Os estímulos concedidos pelo governo levaram a uma rápida superação da crise econômica. Isso explica porque o objetivo de alguns sociólogos da oposição é semear o pânico no campo político, já que no econômico o governo Lula teve excelente desempenho, ao contrário do que previam os economistas liberais sempre presentes na mídia.

Mas, também no campo político, esses sociólogos vão malhar em ferro frio. O governo Lula é talvez o mais democrático da história política brasileira. Além disso, fortaleceu o Brasil no cenário internacional em função dos interesses brasileiros e latinoamericanos, rompendo com a dependência tradicional em relação aos interesses norteamericanos.

As elites estão divididas. Alguns segmentos estão satisfeitos com a situação econômica. Outros, mais ligados ao poder político, estão desesperados e tentam manipular a opinião pública por meio da mídia.

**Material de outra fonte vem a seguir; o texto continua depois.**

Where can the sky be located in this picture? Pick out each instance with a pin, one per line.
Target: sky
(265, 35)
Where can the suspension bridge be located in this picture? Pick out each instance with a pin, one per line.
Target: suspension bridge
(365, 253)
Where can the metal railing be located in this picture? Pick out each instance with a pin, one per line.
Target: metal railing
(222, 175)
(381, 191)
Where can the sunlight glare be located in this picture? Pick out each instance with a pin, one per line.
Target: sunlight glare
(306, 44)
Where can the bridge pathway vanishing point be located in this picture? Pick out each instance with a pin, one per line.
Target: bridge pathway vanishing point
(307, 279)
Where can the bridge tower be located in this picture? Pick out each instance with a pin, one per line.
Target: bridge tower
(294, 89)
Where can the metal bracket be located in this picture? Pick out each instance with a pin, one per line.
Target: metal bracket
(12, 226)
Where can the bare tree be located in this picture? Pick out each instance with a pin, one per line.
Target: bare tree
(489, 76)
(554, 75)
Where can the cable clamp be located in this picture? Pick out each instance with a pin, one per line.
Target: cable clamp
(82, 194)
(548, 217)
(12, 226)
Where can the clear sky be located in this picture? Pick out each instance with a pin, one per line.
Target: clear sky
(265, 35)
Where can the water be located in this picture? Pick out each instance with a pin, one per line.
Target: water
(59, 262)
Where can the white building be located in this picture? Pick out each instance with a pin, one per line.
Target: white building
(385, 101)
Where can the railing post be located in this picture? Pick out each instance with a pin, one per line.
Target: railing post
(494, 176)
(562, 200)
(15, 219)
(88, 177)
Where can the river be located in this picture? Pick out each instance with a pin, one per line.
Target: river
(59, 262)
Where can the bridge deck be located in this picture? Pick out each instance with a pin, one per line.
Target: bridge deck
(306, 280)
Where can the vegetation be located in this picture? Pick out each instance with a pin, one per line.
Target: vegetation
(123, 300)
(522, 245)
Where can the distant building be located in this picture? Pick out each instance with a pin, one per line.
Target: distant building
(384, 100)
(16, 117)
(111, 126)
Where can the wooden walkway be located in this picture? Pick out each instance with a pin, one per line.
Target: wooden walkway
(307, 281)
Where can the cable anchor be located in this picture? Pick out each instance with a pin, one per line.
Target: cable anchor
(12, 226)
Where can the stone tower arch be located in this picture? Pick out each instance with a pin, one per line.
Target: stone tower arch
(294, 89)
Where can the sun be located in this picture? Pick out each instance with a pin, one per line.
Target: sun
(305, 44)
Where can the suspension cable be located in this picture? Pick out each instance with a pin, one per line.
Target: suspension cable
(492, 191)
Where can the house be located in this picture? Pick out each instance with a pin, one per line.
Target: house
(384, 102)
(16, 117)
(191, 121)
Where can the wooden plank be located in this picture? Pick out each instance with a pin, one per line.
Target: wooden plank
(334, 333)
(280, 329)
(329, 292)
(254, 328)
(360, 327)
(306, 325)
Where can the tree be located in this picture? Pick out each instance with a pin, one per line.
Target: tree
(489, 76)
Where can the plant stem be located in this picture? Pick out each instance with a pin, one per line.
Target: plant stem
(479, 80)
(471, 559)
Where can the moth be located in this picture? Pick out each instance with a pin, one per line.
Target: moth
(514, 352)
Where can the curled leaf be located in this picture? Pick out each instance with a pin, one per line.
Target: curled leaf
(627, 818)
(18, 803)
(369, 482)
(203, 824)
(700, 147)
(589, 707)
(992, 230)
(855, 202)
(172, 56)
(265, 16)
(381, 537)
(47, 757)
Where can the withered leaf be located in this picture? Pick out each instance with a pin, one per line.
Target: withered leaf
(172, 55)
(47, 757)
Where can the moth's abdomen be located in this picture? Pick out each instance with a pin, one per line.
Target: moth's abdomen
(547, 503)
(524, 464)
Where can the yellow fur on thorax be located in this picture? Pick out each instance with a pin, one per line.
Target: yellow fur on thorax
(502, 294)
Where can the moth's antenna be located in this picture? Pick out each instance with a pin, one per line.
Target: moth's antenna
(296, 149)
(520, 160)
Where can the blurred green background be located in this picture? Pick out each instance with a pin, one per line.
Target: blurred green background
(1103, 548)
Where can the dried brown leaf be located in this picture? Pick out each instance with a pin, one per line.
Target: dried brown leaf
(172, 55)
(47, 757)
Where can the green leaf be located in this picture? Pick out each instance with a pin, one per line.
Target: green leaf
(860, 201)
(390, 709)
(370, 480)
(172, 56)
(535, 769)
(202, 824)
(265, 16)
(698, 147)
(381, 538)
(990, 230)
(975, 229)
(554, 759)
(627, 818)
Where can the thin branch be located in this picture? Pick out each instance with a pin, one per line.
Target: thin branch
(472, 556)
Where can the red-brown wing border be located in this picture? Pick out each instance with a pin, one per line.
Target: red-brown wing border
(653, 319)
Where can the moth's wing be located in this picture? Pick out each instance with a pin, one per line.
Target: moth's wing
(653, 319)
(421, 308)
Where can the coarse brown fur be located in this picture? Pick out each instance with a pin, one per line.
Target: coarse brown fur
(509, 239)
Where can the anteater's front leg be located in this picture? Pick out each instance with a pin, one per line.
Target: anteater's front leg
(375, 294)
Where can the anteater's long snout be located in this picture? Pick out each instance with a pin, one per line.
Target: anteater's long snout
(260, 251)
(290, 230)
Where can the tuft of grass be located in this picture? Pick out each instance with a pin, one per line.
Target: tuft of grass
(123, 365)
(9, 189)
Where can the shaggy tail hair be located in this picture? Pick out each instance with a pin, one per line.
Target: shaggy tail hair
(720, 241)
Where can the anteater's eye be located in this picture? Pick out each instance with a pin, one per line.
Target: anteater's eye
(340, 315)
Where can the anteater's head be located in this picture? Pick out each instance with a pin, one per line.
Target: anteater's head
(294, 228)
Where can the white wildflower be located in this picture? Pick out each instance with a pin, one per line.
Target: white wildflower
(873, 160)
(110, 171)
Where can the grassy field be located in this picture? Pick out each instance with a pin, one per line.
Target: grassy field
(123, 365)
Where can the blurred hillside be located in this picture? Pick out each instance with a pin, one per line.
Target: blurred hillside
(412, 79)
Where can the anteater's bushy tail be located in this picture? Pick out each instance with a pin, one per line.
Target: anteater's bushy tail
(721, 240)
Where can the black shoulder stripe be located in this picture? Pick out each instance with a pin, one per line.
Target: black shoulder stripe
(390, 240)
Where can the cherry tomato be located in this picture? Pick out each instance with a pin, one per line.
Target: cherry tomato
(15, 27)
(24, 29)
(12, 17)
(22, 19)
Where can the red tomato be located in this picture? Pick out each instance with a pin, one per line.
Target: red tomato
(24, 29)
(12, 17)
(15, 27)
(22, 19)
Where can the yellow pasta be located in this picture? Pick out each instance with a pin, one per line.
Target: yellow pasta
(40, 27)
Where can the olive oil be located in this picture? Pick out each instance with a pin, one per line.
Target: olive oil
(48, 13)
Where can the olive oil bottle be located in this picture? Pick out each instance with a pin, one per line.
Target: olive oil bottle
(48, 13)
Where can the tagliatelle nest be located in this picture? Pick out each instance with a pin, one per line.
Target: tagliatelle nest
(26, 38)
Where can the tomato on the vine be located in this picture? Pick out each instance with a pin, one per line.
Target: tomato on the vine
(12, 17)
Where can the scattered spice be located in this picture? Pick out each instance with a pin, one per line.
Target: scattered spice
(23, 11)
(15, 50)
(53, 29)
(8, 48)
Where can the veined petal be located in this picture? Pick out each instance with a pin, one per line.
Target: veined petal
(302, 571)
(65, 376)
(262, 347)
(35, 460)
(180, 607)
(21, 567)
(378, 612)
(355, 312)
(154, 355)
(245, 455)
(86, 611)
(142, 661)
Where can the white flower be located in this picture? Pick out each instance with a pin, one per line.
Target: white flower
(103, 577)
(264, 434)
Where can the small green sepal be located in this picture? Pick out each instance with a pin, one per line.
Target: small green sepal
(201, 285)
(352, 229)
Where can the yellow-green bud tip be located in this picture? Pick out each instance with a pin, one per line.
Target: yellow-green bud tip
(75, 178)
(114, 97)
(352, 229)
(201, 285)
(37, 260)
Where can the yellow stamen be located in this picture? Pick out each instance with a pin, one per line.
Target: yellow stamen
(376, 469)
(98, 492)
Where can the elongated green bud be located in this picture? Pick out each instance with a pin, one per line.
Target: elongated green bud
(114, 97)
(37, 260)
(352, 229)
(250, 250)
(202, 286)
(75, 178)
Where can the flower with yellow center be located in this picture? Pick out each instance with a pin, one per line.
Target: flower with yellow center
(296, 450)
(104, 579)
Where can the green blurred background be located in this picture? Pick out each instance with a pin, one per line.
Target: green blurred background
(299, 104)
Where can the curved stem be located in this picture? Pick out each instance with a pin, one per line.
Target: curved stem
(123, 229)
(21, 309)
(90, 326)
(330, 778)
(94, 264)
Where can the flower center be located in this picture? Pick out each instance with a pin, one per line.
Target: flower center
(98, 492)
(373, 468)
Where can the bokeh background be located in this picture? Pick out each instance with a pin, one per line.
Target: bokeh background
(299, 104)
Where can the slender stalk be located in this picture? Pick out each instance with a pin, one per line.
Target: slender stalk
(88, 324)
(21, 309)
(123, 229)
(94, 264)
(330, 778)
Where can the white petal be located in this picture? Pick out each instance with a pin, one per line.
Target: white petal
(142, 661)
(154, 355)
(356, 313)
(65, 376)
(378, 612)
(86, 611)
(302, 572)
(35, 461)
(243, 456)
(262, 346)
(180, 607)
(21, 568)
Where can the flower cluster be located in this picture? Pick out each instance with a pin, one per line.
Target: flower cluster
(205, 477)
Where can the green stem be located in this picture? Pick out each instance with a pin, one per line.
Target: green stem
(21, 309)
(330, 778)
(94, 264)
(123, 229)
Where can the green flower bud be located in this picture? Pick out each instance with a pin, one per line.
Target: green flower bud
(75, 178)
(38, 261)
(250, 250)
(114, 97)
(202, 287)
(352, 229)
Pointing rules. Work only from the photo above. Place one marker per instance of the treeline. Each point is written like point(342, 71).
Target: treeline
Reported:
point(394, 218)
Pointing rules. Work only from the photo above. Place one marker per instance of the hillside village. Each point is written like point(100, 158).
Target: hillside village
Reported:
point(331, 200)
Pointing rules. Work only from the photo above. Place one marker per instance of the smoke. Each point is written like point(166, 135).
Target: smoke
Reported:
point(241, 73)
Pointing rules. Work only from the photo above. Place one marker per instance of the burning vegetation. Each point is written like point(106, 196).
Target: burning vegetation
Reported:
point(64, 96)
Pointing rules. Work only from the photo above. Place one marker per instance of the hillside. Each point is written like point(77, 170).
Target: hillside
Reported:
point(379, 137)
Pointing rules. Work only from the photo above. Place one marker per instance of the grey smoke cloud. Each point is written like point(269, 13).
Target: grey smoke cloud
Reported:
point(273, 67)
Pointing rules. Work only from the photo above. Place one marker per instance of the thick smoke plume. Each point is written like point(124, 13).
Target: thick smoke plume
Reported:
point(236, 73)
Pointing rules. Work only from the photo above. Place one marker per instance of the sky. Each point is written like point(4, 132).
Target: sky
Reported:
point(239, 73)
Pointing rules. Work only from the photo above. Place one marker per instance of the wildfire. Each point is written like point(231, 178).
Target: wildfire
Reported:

Lula está sendo criticado mais pelas suas virtudes do que pelos seus defeitos. É curioso observar que esses críticos não abordaram a questão da ética, nem atacaram, por exemplo, o lado mais vulnerável do governo que é a questão ambiental.

O governo brasileiro reluta em levar metas definidas à conferência da ONU sobre clima, em Copenhague. O Brasil pode, mais uma vez, perder a chance de assumir liderança mundial na questão climática que se torna hoje uma prioridade global.

Mas a sociologia do pânico nem tocou nesse assunto, influenciada certamente pela visão produtivista que predomina no mercado. É pena, porque dentro de vinte ou trinta anos os governos vão ser julgados menos pelas obras e mais pelo que fizeram para combater o aquecimento global e evitar as mudanças climáticas que ameaçam a humanidade.

Essas questões, porém, passam longe das preocupações da sociologia do pânico, interessada apenas no poder político em jogo nas eleições presidenciais de 2010.

Liszt Vieira é Sociólogo, Professor da PUC, Presidente do Jardim Botânico do Rio. Aloysio Castelo de Carvalho é Professor da Faculdade de Economia da UFF e do Programa de Pós-Graduação em Ciência Política da UFF.